Silicon wafer / Company

シリコンウェーハ

身の回りのパソコンや携帯電話、ゲーム機、携帯音楽プレーヤーやデジタルテレビのほか、自動車のエンジン制御や交通システムにも使用され、いまや私たちの生活に欠かせない存在である半導体。
その半導体の基板となるのがSUMCOが開発・製造するシリコンウェーハです。
シリコン以外にも、化合物を使った半導体材料なども登場していますが、現在使われている半導体デバイスの99%はシリコンウェーハを用いており、製造コストや環境の面からもマーケット内での優位性は変わりません。
今後、IoTの進展により、モノとモノがネットワークで結ばれ、あるいは電気自動車の普及に見られるように、より環境に優しい豊かな社会へと進化する中で、シリコンウェーハの需要はますます拡大する見込みです。

シリコンウェーハとは何か

シリコンはケイ素とも呼ばれ、地球上で2番目に多い物質。

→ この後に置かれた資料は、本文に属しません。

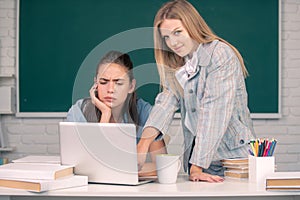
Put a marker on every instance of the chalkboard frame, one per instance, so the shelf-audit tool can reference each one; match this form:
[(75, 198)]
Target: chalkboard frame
[(177, 115)]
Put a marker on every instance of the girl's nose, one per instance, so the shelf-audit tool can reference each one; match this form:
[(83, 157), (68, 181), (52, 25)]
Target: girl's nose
[(111, 87)]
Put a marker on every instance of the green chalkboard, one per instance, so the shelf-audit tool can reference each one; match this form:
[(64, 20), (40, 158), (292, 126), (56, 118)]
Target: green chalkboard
[(61, 42)]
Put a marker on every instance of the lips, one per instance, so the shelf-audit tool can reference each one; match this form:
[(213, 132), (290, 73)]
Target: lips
[(177, 48), (109, 99)]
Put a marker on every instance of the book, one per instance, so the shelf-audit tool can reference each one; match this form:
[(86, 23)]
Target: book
[(235, 161), (3, 161), (236, 174), (38, 159), (35, 185), (35, 171), (283, 181)]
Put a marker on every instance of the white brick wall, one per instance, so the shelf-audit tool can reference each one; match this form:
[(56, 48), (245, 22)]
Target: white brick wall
[(35, 136)]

普通の石にもたくさん含まれているごくありふれた物質です。
半導体にシリコンが使われる理由には、以下の4つが挙げられます。

1)資源が豊富である。
2)高純度化しやすい。
3)単結晶化と不純物添加量調整による抵抗率制御が容易である。
4)安定した酸化膜ができ、集積化等の加工がしやすい。

超高純度(99.999999999%)の多結晶シリコンを熔かした後に単結晶シリコンインゴットを育成します。
その単結晶シリコンインゴットをスライス(切断)、ラッピング(粗研磨)、エッチング(化学処理)、ポリッシング(鏡面研磨)、洗浄等の工程を通して1mm以下の厚さにしたものが、半導体デバイスの基板となるシリコンウェーハです。
各半導体デバイスメーカーはこのシリコンウェーハの上に集積回路を作り、チップごとに切り分け、配線やパッケージングを施して 半導体製品へと仕上げていきます。

シリコンウェーハ製造フロー

※ さらに顧客ニーズによって特殊加工が施されます。

シリコンウェーハに求められるもの

半導体デバイス各々に顧客から様々な要求がありますが、デバイスを作りこむウェーハに求められる代表的なものは、「より高清浄度、より高平坦度、より結晶完全性の高い」シリコンウェーハ。半導体デバイスの集積度が高くなるにつれて要求される品質も厳しくなっています。

高清浄度

「高清浄度」とは、まずパーティクル(微小なゴミ)がないこと。クリーンルーム内の清浄度をいかに維持するかも重要で、人もパーティクルの発生源となるため、工場内では自動化が広い範囲で進められています。
もう一つは汚染、特に金属汚染のないこと。シリコンウェーハの製造工程で金属汚染をいかに抑制するか、そして清浄度を高く維持するための徹底した工程品質管理が重要です。

高平坦度

「高平坦度」に関して、現在のウェーハの平坦度は、300mmウェーハを東京ドームの広さとしたときに表面の高低差が0.1mmあるかどうかというレベルで制御されています。
年々、ウェーハの表面上に作成する配線パターンがナノメートルレベルで微細化されるため、ウェーハの平坦度は一層厳しいレベルが要求されています。

無欠陥結晶

半導体デバイスの特性を高める上で、ウェーハ中の欠陥のコントロールは大切です。デバイス活性領域での結晶完全性をいかに高めるかは、極めて重要なテーマです。